POINTS IN GODZILLA I'M EXCITED ABOUT:
- gender and family issues - that whole love triangle between Emiko, Hideto and the scientist Daisuke - The self sacrifice of the scientist Daisuke at the end. He destroys his notes, knowing that his discoveries could be used for good, but their potential for evil and dangerous applications make them unfit to share with mankind. - anti-H bomb propaganda and morality of the sciences was a delightful and unexpected enhance my own personal claims. - Japanese philosophy about the balance of the masculine and the feminine. The bomb as a symbol of masculinity, nature as the feminine - the disruption and retaliation of nature on man. Ultimately the feminine restores balance.

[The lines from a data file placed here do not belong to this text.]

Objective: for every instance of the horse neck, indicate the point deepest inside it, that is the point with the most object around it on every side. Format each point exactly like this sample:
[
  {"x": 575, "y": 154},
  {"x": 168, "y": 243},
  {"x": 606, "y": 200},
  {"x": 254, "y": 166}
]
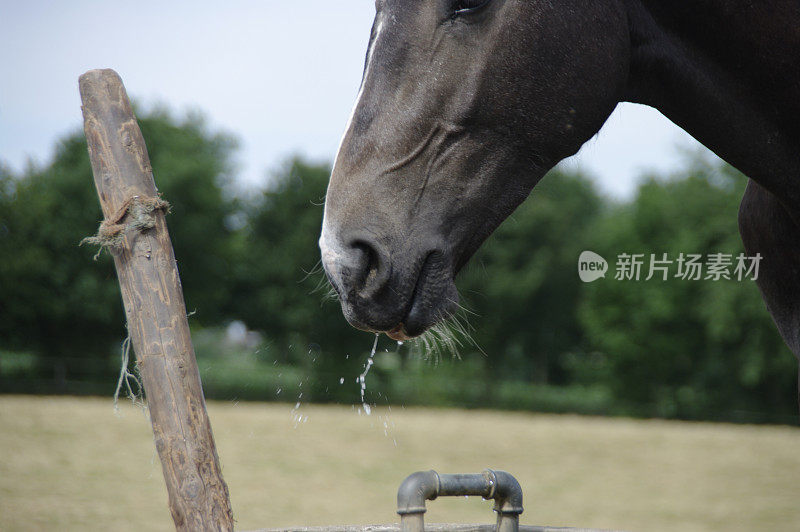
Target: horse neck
[{"x": 726, "y": 72}]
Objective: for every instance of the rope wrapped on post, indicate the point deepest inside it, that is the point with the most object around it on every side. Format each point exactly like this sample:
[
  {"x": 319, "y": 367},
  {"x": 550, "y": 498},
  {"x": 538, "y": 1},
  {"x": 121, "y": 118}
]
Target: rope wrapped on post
[{"x": 111, "y": 233}]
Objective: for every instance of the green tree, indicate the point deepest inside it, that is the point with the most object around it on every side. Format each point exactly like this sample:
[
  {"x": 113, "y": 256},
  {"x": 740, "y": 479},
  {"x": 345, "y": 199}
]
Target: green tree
[
  {"x": 522, "y": 286},
  {"x": 280, "y": 288},
  {"x": 56, "y": 302},
  {"x": 693, "y": 349}
]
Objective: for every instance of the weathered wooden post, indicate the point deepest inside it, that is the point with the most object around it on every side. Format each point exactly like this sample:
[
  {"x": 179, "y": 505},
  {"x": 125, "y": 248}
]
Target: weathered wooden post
[{"x": 135, "y": 232}]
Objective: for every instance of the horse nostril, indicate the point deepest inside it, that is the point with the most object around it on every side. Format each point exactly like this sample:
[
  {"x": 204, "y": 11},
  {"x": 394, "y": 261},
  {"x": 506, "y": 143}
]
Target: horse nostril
[{"x": 372, "y": 268}]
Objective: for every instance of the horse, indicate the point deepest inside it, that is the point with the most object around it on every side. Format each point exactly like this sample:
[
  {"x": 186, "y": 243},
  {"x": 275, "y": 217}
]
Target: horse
[{"x": 465, "y": 104}]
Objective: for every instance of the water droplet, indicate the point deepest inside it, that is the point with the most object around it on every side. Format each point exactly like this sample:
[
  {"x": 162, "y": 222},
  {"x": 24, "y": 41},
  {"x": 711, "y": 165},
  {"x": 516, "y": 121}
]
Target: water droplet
[{"x": 362, "y": 379}]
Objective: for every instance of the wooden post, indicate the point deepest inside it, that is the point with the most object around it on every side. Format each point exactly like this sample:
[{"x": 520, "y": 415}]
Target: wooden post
[{"x": 154, "y": 306}]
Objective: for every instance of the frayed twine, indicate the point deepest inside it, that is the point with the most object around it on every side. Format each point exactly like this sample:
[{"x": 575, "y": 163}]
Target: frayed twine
[
  {"x": 125, "y": 378},
  {"x": 111, "y": 234}
]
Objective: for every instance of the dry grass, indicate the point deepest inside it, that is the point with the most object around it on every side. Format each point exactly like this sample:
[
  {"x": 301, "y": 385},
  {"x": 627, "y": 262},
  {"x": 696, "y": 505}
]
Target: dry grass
[{"x": 72, "y": 464}]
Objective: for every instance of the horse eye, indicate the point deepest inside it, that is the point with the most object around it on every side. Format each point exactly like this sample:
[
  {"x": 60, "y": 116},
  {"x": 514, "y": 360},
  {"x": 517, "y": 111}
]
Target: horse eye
[{"x": 464, "y": 6}]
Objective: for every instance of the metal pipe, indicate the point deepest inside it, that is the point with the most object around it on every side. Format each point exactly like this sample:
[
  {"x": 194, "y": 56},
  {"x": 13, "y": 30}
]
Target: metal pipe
[{"x": 428, "y": 485}]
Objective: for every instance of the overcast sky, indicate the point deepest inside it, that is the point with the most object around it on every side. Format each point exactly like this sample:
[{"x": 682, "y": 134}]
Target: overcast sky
[{"x": 282, "y": 76}]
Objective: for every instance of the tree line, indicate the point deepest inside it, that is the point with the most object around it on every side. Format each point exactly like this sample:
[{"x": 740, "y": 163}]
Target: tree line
[{"x": 538, "y": 337}]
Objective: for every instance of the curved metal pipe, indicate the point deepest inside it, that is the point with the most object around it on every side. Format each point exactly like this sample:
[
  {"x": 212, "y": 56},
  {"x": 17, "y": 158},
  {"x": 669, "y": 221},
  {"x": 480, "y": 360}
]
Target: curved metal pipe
[{"x": 428, "y": 485}]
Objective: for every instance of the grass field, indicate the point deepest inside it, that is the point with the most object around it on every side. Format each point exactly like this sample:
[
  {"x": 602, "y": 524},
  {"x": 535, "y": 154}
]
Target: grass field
[{"x": 73, "y": 464}]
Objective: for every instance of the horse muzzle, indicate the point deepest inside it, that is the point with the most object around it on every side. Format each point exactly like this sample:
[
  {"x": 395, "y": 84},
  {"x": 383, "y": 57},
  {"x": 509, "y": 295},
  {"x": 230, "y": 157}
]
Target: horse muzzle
[{"x": 387, "y": 288}]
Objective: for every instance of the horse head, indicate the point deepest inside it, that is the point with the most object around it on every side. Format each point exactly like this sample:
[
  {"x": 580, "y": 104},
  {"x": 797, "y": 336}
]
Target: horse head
[{"x": 464, "y": 105}]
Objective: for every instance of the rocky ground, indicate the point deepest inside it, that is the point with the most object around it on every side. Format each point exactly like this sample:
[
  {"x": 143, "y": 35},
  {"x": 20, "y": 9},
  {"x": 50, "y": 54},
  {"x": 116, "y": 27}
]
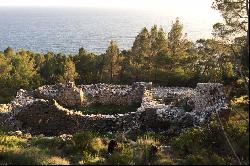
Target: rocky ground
[{"x": 47, "y": 110}]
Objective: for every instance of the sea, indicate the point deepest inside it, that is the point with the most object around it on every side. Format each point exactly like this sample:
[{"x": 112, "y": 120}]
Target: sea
[{"x": 65, "y": 30}]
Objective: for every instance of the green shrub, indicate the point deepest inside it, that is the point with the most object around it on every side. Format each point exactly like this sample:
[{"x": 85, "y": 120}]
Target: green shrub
[{"x": 203, "y": 158}]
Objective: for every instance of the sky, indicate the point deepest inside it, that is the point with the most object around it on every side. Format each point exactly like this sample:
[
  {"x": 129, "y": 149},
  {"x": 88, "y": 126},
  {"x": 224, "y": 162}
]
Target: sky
[
  {"x": 190, "y": 7},
  {"x": 126, "y": 4}
]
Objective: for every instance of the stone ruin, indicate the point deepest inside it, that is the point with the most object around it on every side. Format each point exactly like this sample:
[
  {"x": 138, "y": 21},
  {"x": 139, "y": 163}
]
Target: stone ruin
[{"x": 47, "y": 109}]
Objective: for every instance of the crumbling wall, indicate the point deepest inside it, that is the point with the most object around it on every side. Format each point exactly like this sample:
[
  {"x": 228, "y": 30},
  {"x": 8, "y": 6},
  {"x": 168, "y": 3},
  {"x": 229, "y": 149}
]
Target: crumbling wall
[
  {"x": 68, "y": 95},
  {"x": 40, "y": 111},
  {"x": 107, "y": 94}
]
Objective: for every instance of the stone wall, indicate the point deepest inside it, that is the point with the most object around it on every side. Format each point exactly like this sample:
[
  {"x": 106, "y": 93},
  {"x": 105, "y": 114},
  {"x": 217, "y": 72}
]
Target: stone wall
[
  {"x": 108, "y": 94},
  {"x": 67, "y": 95},
  {"x": 162, "y": 109}
]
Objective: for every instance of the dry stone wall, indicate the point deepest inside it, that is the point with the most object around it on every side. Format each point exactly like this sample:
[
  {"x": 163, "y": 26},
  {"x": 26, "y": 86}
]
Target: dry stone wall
[{"x": 43, "y": 111}]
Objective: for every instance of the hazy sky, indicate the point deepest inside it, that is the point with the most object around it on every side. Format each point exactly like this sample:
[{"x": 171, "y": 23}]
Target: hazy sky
[
  {"x": 190, "y": 9},
  {"x": 127, "y": 4}
]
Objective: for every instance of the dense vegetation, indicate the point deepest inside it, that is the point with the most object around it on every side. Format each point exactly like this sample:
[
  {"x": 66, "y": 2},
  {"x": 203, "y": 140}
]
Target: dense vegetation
[{"x": 168, "y": 59}]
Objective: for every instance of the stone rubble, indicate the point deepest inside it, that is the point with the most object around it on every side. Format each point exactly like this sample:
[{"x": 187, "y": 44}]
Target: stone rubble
[{"x": 43, "y": 111}]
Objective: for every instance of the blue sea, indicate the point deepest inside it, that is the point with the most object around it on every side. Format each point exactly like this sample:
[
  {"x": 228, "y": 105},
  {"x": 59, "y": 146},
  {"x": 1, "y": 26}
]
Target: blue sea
[{"x": 67, "y": 29}]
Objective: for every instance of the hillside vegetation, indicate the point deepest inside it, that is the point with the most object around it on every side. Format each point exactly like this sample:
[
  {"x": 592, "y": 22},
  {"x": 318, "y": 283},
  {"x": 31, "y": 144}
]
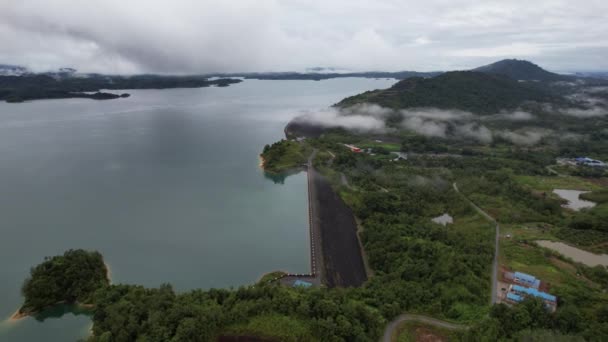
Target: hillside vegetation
[
  {"x": 68, "y": 278},
  {"x": 464, "y": 90}
]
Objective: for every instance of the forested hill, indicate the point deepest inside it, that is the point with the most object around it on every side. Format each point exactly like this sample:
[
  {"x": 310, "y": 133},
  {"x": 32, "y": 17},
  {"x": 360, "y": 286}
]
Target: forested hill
[
  {"x": 45, "y": 86},
  {"x": 465, "y": 90},
  {"x": 522, "y": 70}
]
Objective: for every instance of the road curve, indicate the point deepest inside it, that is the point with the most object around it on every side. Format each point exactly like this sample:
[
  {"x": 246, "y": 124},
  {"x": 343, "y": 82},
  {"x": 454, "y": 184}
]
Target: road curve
[
  {"x": 392, "y": 326},
  {"x": 496, "y": 246}
]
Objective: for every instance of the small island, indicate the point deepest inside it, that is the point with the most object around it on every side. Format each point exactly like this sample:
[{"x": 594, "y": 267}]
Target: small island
[
  {"x": 71, "y": 278},
  {"x": 30, "y": 87},
  {"x": 283, "y": 156}
]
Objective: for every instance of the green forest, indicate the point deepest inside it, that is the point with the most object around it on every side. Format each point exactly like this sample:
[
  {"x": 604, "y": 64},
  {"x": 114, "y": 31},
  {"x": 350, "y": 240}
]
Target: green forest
[{"x": 69, "y": 278}]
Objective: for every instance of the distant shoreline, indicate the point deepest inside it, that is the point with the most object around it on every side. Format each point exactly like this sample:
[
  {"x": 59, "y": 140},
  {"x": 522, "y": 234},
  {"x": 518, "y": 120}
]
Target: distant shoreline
[{"x": 18, "y": 315}]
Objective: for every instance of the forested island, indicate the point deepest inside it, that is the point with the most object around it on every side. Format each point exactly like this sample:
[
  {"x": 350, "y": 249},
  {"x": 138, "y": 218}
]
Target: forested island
[
  {"x": 69, "y": 278},
  {"x": 490, "y": 161},
  {"x": 29, "y": 87},
  {"x": 283, "y": 156}
]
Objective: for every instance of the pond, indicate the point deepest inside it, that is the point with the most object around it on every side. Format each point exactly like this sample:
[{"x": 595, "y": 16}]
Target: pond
[
  {"x": 578, "y": 255},
  {"x": 574, "y": 201}
]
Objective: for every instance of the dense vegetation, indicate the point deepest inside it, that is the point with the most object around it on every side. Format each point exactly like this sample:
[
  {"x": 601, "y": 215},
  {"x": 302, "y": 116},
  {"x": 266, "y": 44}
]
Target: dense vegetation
[
  {"x": 68, "y": 278},
  {"x": 417, "y": 265},
  {"x": 128, "y": 313},
  {"x": 465, "y": 90},
  {"x": 522, "y": 70},
  {"x": 42, "y": 86}
]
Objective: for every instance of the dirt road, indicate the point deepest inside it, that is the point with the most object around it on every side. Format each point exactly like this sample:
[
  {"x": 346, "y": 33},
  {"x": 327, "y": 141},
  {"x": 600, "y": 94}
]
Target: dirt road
[{"x": 392, "y": 326}]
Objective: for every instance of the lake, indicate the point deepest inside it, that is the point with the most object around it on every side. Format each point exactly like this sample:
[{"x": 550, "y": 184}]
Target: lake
[
  {"x": 573, "y": 198},
  {"x": 165, "y": 184}
]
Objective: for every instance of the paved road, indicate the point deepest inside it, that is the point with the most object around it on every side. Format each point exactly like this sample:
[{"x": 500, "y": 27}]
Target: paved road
[
  {"x": 316, "y": 252},
  {"x": 496, "y": 246},
  {"x": 390, "y": 329}
]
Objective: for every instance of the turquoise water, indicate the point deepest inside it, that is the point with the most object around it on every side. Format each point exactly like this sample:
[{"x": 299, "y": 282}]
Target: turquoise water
[{"x": 165, "y": 184}]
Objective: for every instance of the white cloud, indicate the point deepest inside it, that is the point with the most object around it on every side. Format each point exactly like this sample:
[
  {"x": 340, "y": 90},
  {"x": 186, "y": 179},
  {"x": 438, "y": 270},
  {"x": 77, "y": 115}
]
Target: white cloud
[{"x": 245, "y": 35}]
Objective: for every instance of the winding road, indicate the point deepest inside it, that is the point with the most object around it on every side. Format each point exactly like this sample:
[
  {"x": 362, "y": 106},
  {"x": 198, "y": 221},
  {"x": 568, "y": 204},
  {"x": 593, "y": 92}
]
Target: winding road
[
  {"x": 496, "y": 245},
  {"x": 392, "y": 326}
]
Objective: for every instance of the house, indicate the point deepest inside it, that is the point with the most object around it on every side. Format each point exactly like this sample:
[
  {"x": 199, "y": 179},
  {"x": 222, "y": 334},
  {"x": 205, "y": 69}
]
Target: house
[
  {"x": 353, "y": 148},
  {"x": 522, "y": 292},
  {"x": 585, "y": 161},
  {"x": 301, "y": 283}
]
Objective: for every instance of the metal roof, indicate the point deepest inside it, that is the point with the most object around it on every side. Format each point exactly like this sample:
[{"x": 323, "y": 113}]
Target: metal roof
[
  {"x": 514, "y": 297},
  {"x": 535, "y": 293},
  {"x": 302, "y": 283},
  {"x": 525, "y": 276}
]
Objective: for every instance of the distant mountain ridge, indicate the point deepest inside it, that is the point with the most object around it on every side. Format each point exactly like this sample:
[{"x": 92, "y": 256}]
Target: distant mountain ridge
[{"x": 521, "y": 70}]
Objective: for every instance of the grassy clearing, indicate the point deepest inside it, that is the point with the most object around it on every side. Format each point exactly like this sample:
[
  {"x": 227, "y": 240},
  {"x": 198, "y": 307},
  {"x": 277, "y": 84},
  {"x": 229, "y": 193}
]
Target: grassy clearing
[
  {"x": 545, "y": 183},
  {"x": 416, "y": 331},
  {"x": 597, "y": 196},
  {"x": 284, "y": 155},
  {"x": 281, "y": 328},
  {"x": 392, "y": 147},
  {"x": 268, "y": 277}
]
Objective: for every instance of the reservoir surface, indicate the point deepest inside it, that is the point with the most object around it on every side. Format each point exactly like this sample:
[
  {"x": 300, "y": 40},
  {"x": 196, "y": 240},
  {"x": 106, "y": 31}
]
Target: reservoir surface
[{"x": 165, "y": 184}]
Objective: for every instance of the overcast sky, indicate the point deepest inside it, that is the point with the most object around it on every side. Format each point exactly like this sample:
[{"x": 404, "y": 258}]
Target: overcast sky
[{"x": 199, "y": 36}]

WOW! NEW POINTS OF INTEREST TO EXPAND UPON: Mutations, monsters, archetypes and evolving myths in the modern world
A lot of the ideas that struck me, gender-issues, ideas of family structure, etc, are all further discussed in this article by Jerome Shapiro (http://serdar-hizli-art.com/symbolism_in_art/symbolism_in_japan_movies.htm). Reading through this has helped shape and inform some of the points mentioned above and also have got me wanting to rip apart monster movies.
MY WORK AS IT STANDS TODAY: Agitated nature-scapes in contrast to the serenity / majesty of historic depictions of landscape in painting, photography and drawing. I reflect on a landscape interrupted by human "progress" - technology, strip-mining, clear cutting forests, irresponsible agriculture, pollution, trash, waste, consumer culture. I am trying to depict a space that is unbalanced and victim to the indulgence of the masculine (if we're relating it to the philosophy of harmony and balance of the dual forces: feminine and masculine) and judeo-christian notions that nature is at our disposal. Maybe I will take the ideas of the feminine, represented as silk, weaving and healing acting as calming balance to these landscapes. But then what are the gender role stereotypes I am indulging in doing this? How can I see "masculine" and "feminine" as compartmentalized concepts that exist in relation to one another in duality, but also have attributes of the other with in themselves? ...THE YING YANG lol. The cocoon may be a place for incubation, the womb a place where change and growth can be made, but it is also a sort of prison, isolated. I want to emphasis and explore the ideas of gendered constructs in their extremes as unbalanced, not that the feminine is inherently positive and the masculine negative, or the opposite, which is a bit more ingrained in our language and in our tradition, at least in the Western world.